Gli scienziati sottolineano inoltre che gli anziani con HIV che assumono farmaci antiretrovirali tendono a non sviluppare la malattia di Alzheimer, che potrebbe supportare le conclusioni dei ricercatori.

Gli scienziati dicono anche che le loro scoperte potrebbero servire a spiegare un mistero che per anni ha confuso i ricercatori. La comunità medica accetta ampiamente l'idea che l'accumulo di una proteina tossica chiamata beta-amiloide causi la neurodegenerazione dell'Alzheimer.

Tuttavia, ogni volta che i ricercatori hanno testato trattamenti che sono stati progettati per colpire questo accumulo di tossici negli studi clinici, tali trattamenti hanno fallito.

Ma le nuove scoperte, dicono il dott.
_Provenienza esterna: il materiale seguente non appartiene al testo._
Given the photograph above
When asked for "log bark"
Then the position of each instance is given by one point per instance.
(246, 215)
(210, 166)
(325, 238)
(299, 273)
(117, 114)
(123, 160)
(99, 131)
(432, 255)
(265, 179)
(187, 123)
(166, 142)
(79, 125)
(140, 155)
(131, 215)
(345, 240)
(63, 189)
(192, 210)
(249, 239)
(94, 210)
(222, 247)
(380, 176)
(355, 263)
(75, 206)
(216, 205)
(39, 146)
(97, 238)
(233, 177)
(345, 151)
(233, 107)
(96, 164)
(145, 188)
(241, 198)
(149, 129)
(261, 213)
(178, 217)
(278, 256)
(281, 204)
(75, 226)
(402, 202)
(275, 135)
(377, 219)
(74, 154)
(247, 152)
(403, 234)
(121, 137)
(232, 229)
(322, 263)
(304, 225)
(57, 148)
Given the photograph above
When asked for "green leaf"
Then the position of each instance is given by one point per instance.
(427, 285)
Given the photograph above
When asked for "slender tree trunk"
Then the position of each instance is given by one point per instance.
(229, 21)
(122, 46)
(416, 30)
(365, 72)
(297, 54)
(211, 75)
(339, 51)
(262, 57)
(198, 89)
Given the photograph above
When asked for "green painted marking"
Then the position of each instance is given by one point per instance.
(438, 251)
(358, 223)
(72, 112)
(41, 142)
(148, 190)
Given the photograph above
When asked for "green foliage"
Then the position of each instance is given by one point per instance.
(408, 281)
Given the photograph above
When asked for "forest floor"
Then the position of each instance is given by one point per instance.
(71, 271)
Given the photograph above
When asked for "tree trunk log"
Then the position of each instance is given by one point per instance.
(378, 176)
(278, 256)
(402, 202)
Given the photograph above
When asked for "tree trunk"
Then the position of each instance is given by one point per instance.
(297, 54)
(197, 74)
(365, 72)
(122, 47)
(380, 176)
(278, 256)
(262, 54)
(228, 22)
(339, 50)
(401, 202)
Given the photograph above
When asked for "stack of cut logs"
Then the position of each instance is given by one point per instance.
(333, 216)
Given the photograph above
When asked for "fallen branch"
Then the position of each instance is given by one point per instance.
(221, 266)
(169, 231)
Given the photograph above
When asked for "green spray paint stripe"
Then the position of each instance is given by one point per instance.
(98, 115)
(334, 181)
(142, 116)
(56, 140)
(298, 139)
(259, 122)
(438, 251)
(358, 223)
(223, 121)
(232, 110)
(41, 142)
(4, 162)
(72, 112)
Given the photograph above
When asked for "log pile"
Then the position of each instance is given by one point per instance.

Chun e la squadra, fanno luce su questa contraddizione sconcertante. "Le migliaia di variazioni del gene APP nella malattia di Alzheimer forniscono una possibile spiegazione per i fallimenti di oltre 400 studi clinici mirati a singole forme di enzimi beta-amiloidi o coinvolti", dice Chun.

"La ricombinazione del gene APP nella malattia di Alzheimer può produrre molti altri cambiamenti genotossici e proteine ​​correlate alla malattia che sono state mancate terapeuticamente nei precedenti studi clinici".

"Le funzioni di APP e beta-amiloide che sono centrali nell'ipotesi dell'amiloide possono ora essere rivalutate alla luce della nostra scoperta di ricombinazione genetica."

Dr. Jerold Chun

Anche se le nuove scoperte sono rivoluzionarie, resta ancora molto da scoprire, aggiunge il dott. Chun. "La scoperta di oggi è un passo avanti, ma c'è ancora così tanto che ancora non sappiamo", dice.

"Speriamo di valutare la ricombinazione genica in più cervelli, in diverse parti del cervello e coinvolgere altri geni ricombinati - nella malattia di Alzheimer e in altre malattie neurodegenerative e neurologiche - e utilizzare questa conoscenza per progettare terapie efficaci mirate alla ricombinazione genetica".